PandasZoo

Pandas Python Tutorial: Learn Pandas and Python in stages

Let's get started!

Pandas Tutorials

Pandas Tutorial 1 - Titanic data set.

Pandas Basics: Titanic exercises

The first tutorial is using the Titanic data set. It is an Excel file called titanic3.xls. The only tab is called titanic3.

The questions we use for this tutorial are based on the titanic3 dataset, which can be found here

Note: At PandasZoo we use single quotes for our answers.

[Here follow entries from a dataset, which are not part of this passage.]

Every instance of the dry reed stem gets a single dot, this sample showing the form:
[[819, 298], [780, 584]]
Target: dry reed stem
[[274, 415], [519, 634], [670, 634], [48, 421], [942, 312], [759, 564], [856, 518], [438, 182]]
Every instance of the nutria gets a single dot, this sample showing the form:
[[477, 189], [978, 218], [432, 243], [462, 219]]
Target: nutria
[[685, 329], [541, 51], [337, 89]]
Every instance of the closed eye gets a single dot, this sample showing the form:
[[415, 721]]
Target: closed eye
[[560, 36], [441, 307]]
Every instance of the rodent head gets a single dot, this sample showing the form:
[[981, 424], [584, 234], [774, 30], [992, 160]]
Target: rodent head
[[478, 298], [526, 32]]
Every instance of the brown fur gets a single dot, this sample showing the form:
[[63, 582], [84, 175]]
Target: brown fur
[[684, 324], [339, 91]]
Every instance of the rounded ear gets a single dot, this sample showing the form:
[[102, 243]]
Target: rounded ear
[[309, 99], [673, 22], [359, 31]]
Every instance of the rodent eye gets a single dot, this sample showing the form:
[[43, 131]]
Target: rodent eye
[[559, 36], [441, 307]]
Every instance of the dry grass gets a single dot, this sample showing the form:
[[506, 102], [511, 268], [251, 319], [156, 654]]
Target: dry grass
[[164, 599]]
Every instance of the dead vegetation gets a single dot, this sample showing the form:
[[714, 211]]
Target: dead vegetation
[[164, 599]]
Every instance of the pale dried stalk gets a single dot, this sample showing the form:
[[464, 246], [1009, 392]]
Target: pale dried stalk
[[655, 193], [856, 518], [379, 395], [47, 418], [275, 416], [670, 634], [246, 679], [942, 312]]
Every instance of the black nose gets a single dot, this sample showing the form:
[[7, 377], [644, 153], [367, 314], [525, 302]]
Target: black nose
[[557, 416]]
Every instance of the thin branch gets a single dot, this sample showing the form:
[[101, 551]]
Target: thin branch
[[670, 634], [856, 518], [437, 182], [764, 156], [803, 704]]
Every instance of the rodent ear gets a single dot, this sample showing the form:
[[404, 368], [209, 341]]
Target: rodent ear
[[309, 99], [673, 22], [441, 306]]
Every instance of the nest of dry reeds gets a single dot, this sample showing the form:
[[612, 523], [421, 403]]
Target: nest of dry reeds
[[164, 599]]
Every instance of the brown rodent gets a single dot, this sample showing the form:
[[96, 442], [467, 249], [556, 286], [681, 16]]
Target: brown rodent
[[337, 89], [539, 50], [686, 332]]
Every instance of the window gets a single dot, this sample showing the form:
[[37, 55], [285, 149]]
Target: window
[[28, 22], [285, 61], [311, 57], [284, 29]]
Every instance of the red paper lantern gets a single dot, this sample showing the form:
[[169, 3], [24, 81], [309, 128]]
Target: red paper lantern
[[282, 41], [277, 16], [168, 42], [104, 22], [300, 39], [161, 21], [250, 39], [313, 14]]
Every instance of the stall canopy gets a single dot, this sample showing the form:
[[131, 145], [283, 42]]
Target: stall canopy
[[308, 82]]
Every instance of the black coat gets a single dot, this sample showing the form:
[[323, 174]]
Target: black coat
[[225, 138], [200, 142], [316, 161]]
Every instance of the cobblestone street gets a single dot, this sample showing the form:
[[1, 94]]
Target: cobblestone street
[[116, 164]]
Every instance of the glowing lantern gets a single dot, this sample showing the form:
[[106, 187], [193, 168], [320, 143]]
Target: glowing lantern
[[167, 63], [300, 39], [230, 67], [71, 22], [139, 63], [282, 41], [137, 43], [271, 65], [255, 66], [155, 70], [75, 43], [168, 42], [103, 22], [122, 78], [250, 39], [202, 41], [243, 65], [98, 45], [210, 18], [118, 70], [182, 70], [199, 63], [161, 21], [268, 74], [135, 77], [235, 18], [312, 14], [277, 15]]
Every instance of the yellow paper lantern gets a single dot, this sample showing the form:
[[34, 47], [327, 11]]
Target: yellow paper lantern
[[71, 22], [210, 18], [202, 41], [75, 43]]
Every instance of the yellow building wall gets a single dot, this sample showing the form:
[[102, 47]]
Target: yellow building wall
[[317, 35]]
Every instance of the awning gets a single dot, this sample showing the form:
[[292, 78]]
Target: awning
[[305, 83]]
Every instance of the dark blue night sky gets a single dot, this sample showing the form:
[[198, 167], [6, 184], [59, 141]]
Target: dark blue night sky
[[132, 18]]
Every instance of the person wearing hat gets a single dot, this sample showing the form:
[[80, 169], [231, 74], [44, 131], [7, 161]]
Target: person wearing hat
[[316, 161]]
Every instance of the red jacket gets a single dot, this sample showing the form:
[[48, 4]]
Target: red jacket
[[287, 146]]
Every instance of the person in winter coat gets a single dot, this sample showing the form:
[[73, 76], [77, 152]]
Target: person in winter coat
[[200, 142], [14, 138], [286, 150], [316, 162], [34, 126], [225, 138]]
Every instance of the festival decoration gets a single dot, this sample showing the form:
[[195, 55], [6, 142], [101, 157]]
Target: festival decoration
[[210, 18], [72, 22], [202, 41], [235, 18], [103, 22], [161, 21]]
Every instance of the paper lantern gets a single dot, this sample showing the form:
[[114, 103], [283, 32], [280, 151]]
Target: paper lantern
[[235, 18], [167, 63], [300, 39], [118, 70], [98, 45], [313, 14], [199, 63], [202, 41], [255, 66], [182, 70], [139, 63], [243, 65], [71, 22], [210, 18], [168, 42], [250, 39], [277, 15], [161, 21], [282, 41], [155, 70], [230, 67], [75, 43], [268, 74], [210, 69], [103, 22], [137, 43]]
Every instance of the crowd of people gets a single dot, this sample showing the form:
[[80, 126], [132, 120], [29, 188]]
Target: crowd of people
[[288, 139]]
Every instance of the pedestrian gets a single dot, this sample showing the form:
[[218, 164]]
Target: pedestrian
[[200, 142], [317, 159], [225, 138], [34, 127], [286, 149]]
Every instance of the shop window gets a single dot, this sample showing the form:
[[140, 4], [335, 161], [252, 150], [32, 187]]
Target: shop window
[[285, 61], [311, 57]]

This is a sample of what the titanic3 data set looks like:

pclass survived name sex age sibsp parch ticket fare cabin embarked boat body home.dest
0 1 1 Allen, Miss. Elisabeth Walton female 29.0000 0 0 24160 211.3375 B5 S 2 NaN St Louis, MO
1 1 1 Allison, Master. Hudson Trevor male 0.9167 1 2 113781 151.5500 C22 C26 S 11 NaN Montreal, PQ / Chesterville, ON
2 1 0 Allison, Miss. Helen Loraine female 2.0000 1 2 113781 151.5500 C22 C26 S NaN NaN Montreal, PQ / Chesterville, ON
3 1 0 Allison, Mr. Hudson Joshua Creighton male 30.0000 1 2 113781 151.5500 C22 C26 S NaN 135.0 Montreal, PQ / Chesterville, ON
4 1 0 Allison, Mrs. Hudson J C (Bessie Waldo Daniels) female 25.0000 1 2 113781 151.5500 C22 C26 S NaN NaN Montreal, PQ / Chesterville, ON

Question 1

Import the Pandas module.

Hint: We put in an example answer that you should try typing in.





Question 2

Import the NumPy module.





Question 3

Import the matplotlib.pyplot module.





Question 4

Read in the titanic3.xls data set. The only tab is called titanic3. Make sure NAs are labeled 'NA'.

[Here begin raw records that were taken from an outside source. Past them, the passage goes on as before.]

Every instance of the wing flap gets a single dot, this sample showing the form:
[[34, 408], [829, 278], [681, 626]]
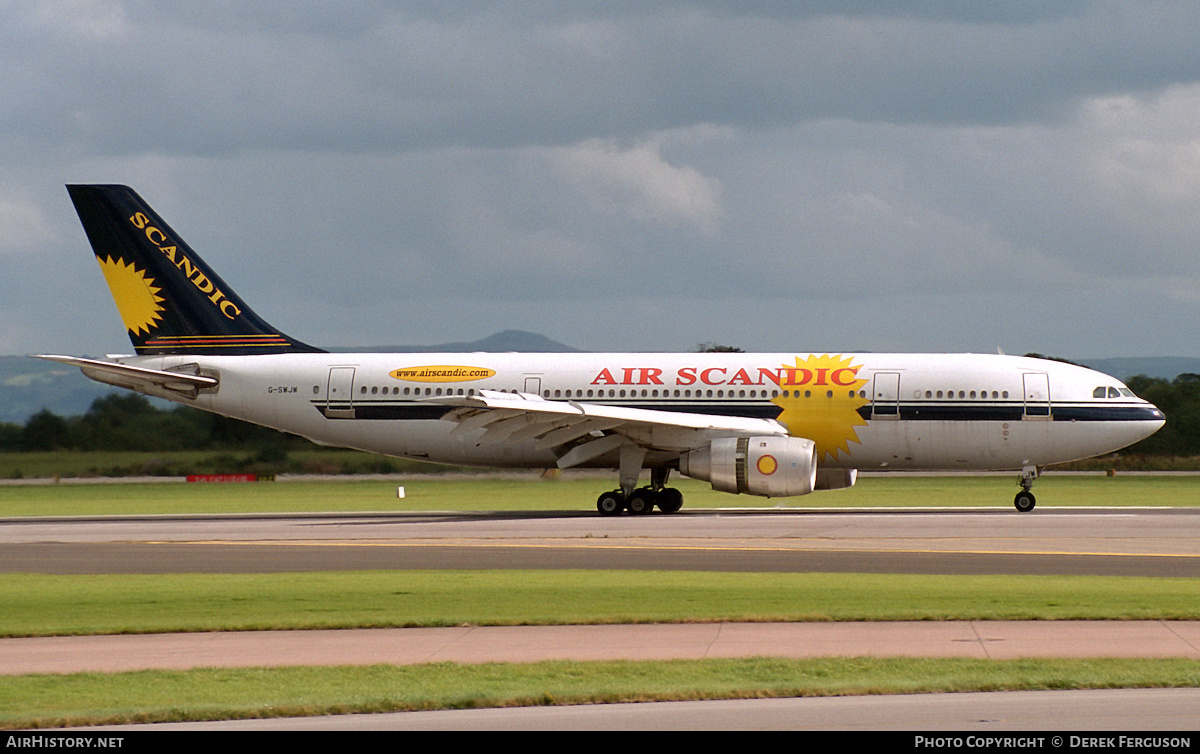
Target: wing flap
[[523, 416]]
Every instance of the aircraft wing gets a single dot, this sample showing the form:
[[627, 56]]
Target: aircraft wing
[[603, 429], [137, 377]]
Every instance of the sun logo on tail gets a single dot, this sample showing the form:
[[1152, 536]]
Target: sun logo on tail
[[137, 297], [821, 400]]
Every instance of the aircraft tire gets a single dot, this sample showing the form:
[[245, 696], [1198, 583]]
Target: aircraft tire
[[611, 503], [641, 502], [670, 500]]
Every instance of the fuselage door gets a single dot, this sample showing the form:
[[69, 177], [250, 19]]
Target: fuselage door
[[533, 386], [340, 393], [1037, 395], [886, 395]]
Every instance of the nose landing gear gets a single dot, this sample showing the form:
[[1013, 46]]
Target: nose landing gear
[[1025, 500]]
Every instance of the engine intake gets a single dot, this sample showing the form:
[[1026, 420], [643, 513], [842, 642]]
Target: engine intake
[[765, 466]]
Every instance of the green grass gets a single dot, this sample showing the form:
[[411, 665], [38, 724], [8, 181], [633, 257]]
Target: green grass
[[145, 696], [46, 605], [39, 605], [568, 492]]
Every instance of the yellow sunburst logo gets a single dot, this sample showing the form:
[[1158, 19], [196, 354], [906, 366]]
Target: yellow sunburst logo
[[821, 400], [137, 298]]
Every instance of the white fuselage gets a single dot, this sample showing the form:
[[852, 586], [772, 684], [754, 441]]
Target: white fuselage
[[863, 411]]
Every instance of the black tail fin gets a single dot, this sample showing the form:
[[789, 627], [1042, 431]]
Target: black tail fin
[[169, 299]]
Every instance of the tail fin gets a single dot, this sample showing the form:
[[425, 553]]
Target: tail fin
[[169, 299]]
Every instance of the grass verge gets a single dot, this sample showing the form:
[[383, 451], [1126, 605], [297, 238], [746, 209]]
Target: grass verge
[[40, 605], [208, 694]]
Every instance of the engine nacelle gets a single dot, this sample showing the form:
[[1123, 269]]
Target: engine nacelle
[[766, 466], [835, 478]]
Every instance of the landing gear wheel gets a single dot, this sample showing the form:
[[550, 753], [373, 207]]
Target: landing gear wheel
[[641, 502], [611, 503], [670, 500]]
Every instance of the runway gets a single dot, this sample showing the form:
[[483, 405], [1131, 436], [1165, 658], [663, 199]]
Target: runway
[[1065, 542], [1073, 540]]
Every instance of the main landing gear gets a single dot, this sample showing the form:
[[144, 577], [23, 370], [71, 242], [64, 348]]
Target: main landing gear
[[641, 501], [1025, 500]]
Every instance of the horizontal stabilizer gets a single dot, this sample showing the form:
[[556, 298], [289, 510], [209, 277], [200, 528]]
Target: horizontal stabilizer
[[137, 377]]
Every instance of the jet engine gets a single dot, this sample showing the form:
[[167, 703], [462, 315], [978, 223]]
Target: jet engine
[[766, 466]]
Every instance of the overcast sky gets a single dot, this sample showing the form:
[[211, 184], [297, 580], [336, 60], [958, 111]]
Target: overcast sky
[[923, 175]]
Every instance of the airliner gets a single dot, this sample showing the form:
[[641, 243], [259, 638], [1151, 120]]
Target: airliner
[[767, 424]]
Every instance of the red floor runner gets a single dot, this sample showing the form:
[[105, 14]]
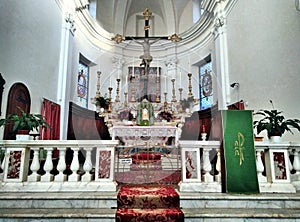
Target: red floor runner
[[148, 203]]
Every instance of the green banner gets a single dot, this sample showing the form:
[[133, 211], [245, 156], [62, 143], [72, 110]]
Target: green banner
[[239, 152]]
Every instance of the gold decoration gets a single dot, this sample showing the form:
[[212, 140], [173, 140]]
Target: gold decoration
[[239, 147], [147, 14], [118, 38], [174, 38]]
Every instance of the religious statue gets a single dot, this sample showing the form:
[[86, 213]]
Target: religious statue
[[145, 114], [146, 57]]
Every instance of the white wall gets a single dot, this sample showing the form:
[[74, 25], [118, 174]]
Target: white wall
[[264, 52], [30, 46]]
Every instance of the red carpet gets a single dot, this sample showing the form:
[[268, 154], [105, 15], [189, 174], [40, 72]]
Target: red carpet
[[148, 203], [146, 168]]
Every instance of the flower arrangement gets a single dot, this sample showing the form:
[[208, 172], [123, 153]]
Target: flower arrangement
[[186, 103], [103, 101], [125, 115], [165, 115], [274, 122]]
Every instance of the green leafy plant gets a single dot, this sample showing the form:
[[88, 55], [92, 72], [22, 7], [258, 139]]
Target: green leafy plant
[[274, 122], [103, 101], [25, 121]]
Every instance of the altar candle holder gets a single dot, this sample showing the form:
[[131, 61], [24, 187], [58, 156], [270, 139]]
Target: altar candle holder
[[133, 89], [125, 101], [190, 85], [165, 103], [173, 91], [109, 97], [118, 91], [157, 90], [180, 94]]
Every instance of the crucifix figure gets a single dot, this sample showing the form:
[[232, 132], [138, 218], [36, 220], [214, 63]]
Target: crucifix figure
[[146, 43]]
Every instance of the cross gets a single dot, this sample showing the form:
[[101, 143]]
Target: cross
[[146, 57]]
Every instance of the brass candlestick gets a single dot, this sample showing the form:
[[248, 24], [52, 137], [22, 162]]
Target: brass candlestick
[[118, 90], [173, 91], [165, 103], [180, 94], [109, 97], [132, 99], [125, 99], [98, 94], [190, 85], [157, 90]]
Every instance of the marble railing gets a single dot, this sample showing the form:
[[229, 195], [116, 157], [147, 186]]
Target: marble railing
[[201, 166], [44, 165]]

When you read in the dataframe, call it titanic_df. Also, make sure index_col is set to None.

The order we want the read_excel function is: filename, tab name, index_col, and na_values.

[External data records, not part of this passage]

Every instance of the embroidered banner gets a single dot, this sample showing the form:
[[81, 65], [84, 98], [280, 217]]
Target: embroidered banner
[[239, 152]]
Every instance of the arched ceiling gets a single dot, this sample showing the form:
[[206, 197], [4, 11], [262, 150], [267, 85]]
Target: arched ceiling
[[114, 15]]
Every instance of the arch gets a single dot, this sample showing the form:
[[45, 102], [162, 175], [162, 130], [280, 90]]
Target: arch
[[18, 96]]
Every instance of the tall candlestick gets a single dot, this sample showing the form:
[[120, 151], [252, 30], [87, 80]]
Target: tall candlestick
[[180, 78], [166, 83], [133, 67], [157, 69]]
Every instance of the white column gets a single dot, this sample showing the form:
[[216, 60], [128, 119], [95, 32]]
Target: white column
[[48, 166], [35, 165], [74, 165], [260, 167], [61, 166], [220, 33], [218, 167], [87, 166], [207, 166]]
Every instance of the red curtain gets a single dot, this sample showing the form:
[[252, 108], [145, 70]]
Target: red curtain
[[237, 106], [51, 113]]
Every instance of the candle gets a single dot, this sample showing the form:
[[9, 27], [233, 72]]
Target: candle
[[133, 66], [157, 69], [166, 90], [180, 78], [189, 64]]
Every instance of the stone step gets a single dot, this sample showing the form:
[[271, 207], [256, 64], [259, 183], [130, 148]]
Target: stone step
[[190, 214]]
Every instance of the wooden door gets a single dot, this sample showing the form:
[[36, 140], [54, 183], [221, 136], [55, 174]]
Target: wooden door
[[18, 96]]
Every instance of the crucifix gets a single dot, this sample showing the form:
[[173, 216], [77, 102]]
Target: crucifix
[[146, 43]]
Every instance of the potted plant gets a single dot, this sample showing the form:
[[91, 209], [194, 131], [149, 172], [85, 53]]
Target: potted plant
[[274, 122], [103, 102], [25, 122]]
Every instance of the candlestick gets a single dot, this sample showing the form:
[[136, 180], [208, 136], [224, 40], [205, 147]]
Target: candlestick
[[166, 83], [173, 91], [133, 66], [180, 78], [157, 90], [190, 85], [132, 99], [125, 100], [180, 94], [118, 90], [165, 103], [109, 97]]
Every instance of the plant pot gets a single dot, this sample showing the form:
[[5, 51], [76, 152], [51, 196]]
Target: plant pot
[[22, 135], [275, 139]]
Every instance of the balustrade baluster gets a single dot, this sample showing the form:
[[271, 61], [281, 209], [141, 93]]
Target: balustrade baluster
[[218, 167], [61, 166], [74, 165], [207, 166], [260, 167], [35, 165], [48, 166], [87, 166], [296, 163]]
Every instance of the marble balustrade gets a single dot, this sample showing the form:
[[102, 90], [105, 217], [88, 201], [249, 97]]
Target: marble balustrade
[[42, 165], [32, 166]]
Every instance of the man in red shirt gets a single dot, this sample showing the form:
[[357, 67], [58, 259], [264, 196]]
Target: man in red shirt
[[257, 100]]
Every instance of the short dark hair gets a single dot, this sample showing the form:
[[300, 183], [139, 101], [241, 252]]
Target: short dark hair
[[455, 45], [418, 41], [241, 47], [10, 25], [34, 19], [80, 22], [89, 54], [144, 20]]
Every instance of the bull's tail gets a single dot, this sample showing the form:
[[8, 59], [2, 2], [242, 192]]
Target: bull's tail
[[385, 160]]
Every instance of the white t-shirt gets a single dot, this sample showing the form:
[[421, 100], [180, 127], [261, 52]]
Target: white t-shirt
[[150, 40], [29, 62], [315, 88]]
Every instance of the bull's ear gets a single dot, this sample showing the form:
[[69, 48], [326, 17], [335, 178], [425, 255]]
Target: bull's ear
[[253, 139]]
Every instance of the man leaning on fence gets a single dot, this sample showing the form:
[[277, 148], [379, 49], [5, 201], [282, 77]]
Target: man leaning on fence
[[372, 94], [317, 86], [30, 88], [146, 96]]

Hint: We refer to Pandas as pd. You can find official documentation for read_excel here





Question 5

Use the head function to look at the titanic_df DataFrame.





Question 6

Use the describe function to learn more about the titanic_df dataset.





Question 7

Drop the 'ticket', 'cabin', 'boat', and 'body' columns in this order from the titanic_df dataframe.





Question 8

Let's make a bar plot using Pandas on the 'survived' column using value counts.

Hint: we refer to Pandas as pd





Question 9

Let's have a look at the mean of the people that survived, i.e the 'survived' column.

Hint: Don't make an object.





Question 10

Let's group our data by the sex of the passenger and see what the means are.

Hint: Don't make an object.





Question 11

Let's group the data by sex and class of the passenger in that order and see what the means are.

Hint: Don't make an object.

Another Hint: 'pclass' is the class column.





Question 12

Let's look at the sex and the class in but only look at those under 18 years old and see what the means are.

Hint: Don't make an object and do this in one line of code.

Hint: The group by order should be sex then class.